Du jeu à la création (en passant par l’amateurisme) : deux articles scientifiques

J’ai consacré cette dernière année à l’analyse des rapports entre l’activité « jouer » et l’activité « créer un jeu vidéo » en amateur. J’en ai tiré deux articles scientifiques :

  • Un article en français paru dans le dernier numéro de Sciences du Jeu et disponible ici.
  • Un article en anglais qui fait suite à une communication orale au colloque FDG-DIGRA 2016 et disponible .

Dans ces deux articles, je pars des nombreuses comparaisons opérées par des participants à mon terrain entre création de jeux vidéo et situation de jeu. J’observe plusieurs modalités de relations (prolongement, le test de jeu, etc.) et j’essaie d’en pointer les enjeux principaux. Dans l’article de SDJ, que je pense plus abouti, j’en arrive principalement à cette conclusion : penser le passage du jeu à la création ne peut se faire qu’en articulant ces deux activités à une constante, qu’est le travail sur le goût de l’amateur de jeu vidéo.

N’hésitez pas à commenter ce post ou à me joindre autrement pour me faire savoir vos avis, critiques, suggestions, etc.

Découvrez 7 jeux vidéo sur le dialogue des cultures et réalisés en ateliers

Entre la fin août et début novembre 2016, j’ai animé pour Arts&Publics (notamment en partenariat avec Maxime Verbesselt de Action Médias Jeunes) des ateliers de création de jeux vidéo sur le thème du dialogue des cultures. On a d’abord 1) organisé une phase de réflexion sur la thématique 2) donné une formation accéléré à la création de jeux vidéo 3) organisé une game jam durant laquelle les participants ont créé sept jeux vidéo. Des jeux qui expriment des points de vue sur l’immigration, les murs entre les peuples, le mélange des saveurs en cuisine, … Les participants viendront présenter leurs jeux le 9 décembre à Bruxelles : venez jouer les bêta-testeurs !
En illustration de l’article : un premier screenshot  (en avant-première mondiale) d’une version antérieure d’un prototype de « Solidarity 1.0 », un des jeux présentés le 9 décembre à Bruxelles. Projet conçu par Najat Bouzalmad, graphismes de Cédric Lambot.

Ceci est-il un jeu ?

Un des axes de recherche que je tente de développer ces derniers temps consiste à questionner les liens entre l’activité de jouer et celle de créer. Pour poursuivre la réflexion en dehors des entretiens et des bouquins, j’ai créé un petit éditeur de niveau.

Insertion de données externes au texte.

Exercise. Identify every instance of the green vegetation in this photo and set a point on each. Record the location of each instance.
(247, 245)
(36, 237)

Il y a quelques semaines, je publiais un petit jeu de plateforme gravitationnel (jeu ici, article .) Voici maintenant un éditeur de niveau qui se base sur les mêmes mécanismes. Il permet en l’état de créer un nouveau niveau composé uniquement des quelques briques de base du gameplay : brique de sol, espace vide, quatre triangles modifiant la gravité régissant le personnage, et le point de sauvegarde. Il y aurait bien des choses à modifier et améliorer, notamment la possibilité de choisir la position de départ de l’avatar et idéalement une plateforme en ligne de partage des niveaux créés. Mais cela demanderait un temps que je n’ai pas pour l’instant. En attendons, bricolons : vous pouvez créer votre propre niveau, télécharger le fichier json, l’ouvrir dans bloc-notes et copier son contenu dans les commentaires.

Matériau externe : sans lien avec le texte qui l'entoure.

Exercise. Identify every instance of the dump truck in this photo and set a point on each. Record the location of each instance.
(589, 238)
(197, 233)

Je suis actuellement en train de préparer une communication orale et un article consacrés à la question des liens entre l’activité de jouer et celle de créer. Je ne me réfère pas (pour l’instant) aux travaux scientifiques qui se penchent sur la question mais principalement sur mon terrain ethnographique, à savoir les utilisateurs de logiciels tels que RPG Maker ou Construct 2. En effet, et sans vous spoiler ces futures publications, certains créateurs de jeux vidéo en amateur se sentent en train de jouer lorsqu’ils créent. Il y a toute une série de choses qui entrent alors en considération : les souvenirs des expériences passées sur un jeu similaire, l’anticipation du plaisir des futurs joueurs, le jeu avec les contraintes du logiciel, et ainsi de suite.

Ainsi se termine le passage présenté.